The court’s conservative majority has previously intervened in cases where states that protect abortion access try to impose more stringent regulations on crisis pregnancy centers. In the 2018 case National Institute of Family and Life Advocates v. Becerra, for example, the court held in a 5–4 ruling along the usual lines that California could not require anti-abortion clinics to install signs that either advised patients of ways to obtain an abortion or alerted patients that some of the clinics were not licensed to provide medical services.
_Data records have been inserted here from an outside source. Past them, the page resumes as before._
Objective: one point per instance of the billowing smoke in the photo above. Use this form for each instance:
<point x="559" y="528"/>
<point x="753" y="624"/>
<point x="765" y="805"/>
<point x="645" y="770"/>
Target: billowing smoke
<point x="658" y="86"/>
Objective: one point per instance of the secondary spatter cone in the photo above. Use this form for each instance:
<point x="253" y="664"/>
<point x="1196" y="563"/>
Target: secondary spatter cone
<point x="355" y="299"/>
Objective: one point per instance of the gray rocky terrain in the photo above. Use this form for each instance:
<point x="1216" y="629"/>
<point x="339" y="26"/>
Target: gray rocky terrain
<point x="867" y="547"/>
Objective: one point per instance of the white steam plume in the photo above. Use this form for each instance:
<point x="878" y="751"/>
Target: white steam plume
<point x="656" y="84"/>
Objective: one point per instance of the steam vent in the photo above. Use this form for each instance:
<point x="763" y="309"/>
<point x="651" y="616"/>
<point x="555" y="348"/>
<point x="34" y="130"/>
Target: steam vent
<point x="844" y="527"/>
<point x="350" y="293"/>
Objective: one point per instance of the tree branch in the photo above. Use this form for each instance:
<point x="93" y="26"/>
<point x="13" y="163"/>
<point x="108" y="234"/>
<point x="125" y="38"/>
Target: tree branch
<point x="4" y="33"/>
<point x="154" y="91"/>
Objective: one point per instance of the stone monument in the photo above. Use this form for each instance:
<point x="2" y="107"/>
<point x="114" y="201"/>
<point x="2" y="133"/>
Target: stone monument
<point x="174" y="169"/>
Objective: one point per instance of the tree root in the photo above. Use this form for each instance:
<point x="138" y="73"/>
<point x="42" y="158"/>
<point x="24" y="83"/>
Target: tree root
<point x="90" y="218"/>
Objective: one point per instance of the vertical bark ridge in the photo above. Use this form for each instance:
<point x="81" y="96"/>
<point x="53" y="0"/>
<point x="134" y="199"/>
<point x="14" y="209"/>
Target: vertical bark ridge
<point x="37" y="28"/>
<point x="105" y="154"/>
At the same time, the court’s ruling could have implications in cases and issues beyond abortion. If the justices take steps to insulate nonprofit groups from civil scrutiny by state attorneys general, that could affect investigations by Democratic and Republican attorneys general alike on a wide range of public interest issues. First Choice noted that targets of similar investigatory demands “run the gamut of ideological and business interests, including large tech companies, professional sports leagues, energy companies, firearms groups, and immigrant and LGBTQ advocacy groups.”
The court will likely hear oral arguments in the case during its next term, which starts in October. Its ruling will almost certainly be a narrow one on federal-state ripeness questions. Given the powers that state attorneys general wield and the issues on which they wage legal battles, however, even a narrow decision could have far-reaching implications.